Por sorte tenho mais uma semanazinha de férias e tô mirando em acordar tarde, descer pra piscina e dormir a tarde inteira, tudo isso vendo série ruim no Netflix e comendo Chips porque tem hora que o remendo da vida é um ultraprocessado independente do que diga na embalagem (desculpa terapeuta comportamental especialista em alimentação que tá me atendendo ajudando a preparar para “o procedimento”).

I’m my inspiration

É meio inevitável ter a sensação que eu não sai do lugar. É que eu tô no mesmo lugar que estava em dezembro de 22 já que ano que vem eu quero as mesmas coisas que eu queria pra esse… e não alcancei. Eu só fiquei mais velha.

Mas também fiquei mais resiliente. Mais segura. Mais decidida. Com muita certeza de quem é minha rede de apoio. Ciente dos meus limites e completamente consciente que eu não controlo absolutamente nada e a vida é imprevisível, por mais que eu faça a minha parte.

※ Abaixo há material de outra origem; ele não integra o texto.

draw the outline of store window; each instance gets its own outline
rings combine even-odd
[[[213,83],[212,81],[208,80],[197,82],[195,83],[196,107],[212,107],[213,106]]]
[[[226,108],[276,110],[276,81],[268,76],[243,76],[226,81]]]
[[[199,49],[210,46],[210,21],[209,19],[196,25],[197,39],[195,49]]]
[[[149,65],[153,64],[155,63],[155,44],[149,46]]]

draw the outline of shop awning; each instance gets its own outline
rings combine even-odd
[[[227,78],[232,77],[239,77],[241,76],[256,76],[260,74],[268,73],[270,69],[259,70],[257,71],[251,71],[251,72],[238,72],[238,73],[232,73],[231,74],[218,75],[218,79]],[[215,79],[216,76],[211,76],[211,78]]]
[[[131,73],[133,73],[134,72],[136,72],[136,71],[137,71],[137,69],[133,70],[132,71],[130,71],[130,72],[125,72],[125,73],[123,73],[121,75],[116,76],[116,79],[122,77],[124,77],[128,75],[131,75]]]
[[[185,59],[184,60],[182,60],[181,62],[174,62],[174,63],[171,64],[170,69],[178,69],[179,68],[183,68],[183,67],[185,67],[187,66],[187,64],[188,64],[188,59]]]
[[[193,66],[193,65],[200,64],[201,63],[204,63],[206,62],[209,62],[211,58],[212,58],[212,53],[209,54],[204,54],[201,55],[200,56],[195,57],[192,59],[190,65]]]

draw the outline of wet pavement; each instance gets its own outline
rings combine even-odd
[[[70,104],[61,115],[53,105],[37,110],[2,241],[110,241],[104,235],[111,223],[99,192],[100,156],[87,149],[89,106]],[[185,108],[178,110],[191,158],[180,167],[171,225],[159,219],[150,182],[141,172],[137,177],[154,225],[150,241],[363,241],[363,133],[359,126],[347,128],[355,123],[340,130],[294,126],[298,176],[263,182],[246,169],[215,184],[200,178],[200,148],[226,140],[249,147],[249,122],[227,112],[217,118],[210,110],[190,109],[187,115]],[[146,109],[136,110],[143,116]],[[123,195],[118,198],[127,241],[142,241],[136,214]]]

Não é que eu não tenha feito nada em 23. Mudei de casa e a nova é tão gostosa. Fiz uma viagem incrível que eu queria muito, mas me enchia de medo, e tudo deu certo e só fui feliz. Meu relacionamento melhorou e amadureceu. Sorri muito. Chorei um pouco. Vi um Beatle ao vivo e também o Gilberto Gil. Meu projeto no trabalho que era só plano saiu do papel e se tornou real em cinco países ao mesmo tempo. Tive muita esperança e uma quantidade terrível de frustração. Senti muita ansiedade. Passei por um período horrível e depois meu coração aliviou. Minha mãe está feliz, meu pai está com a saúde melhor, minha irmã está conquistando coisas, meu gatinho está muito fofo e o meu amor é cada vez mais nosso.

Tá tudo bem. 2023 foi bruto. Tomara que 2024 eu realize meus planos. Senão, tudo bem também. Eu já sei que eu vou fazer o possível pra viver bem.

I’ve been so busy but I know I’ll gonna be alright

Às vezes o plano dá errado e isso tem sido muito frequente. Acho que é consequência de ter aprendido a fazer plano, ter reaprendido sonhar e querer coisas. Por muito tempo fui muito cética, muito realista, muito consciente dos meus limites – me auto definia como pé no chão. Aprendi a viver com o que tinha – o que é fácil quando a gente vem de muito. Eu nasci em uma família estruturada, com acesso a educação e oportunidades incríveis. Estudei em colégio bom, estudei na faculdade que escolhi e não foi sonho, só aconteceu. É um curso natural do rio. Minha vida foi correndo assim, eventualmente fiz grandes e pequenas escolhas que se apresentaram e mudaram o curso das coisas, mas nunca com base em sonhos.

Pois bem, inventei de sonhar. E com o sonho tenho aprendido muito a falhar. Na prática mesmo. Cada lapada direto no coração. Dói.

Mas hei de persistir.

At last…

Hoje o Peri mora comigo. Aquele gatinho que um dia sumiu e ficou dois meses perdido. Aquele gatinho que eu sentia saudade todo dia, mora há mais de um ano comigo.

Quer dizer, com a gente. Ele, aos 11 anos de vida, escolheu um dono que não sou eu. É meu conge. São uma dupla dinâmica, almas gêmeas, melhores amigos. E o gatinho mais feliz que nunca, tão fofinho como sempre.

Esses dias lembrei muito de um causo de quando minha mãe e irmã acharam o Peri bebê na rua e o levaram no veterinário. O médico agarrou o Peri e dizia “quem ganhou na loteria? Quem tirou a sorte grande?”. Pois foi ele sim.

Um gatinho que na casa da minha mãe vivia em armários e embaixo do sofá agora vive um grande amor.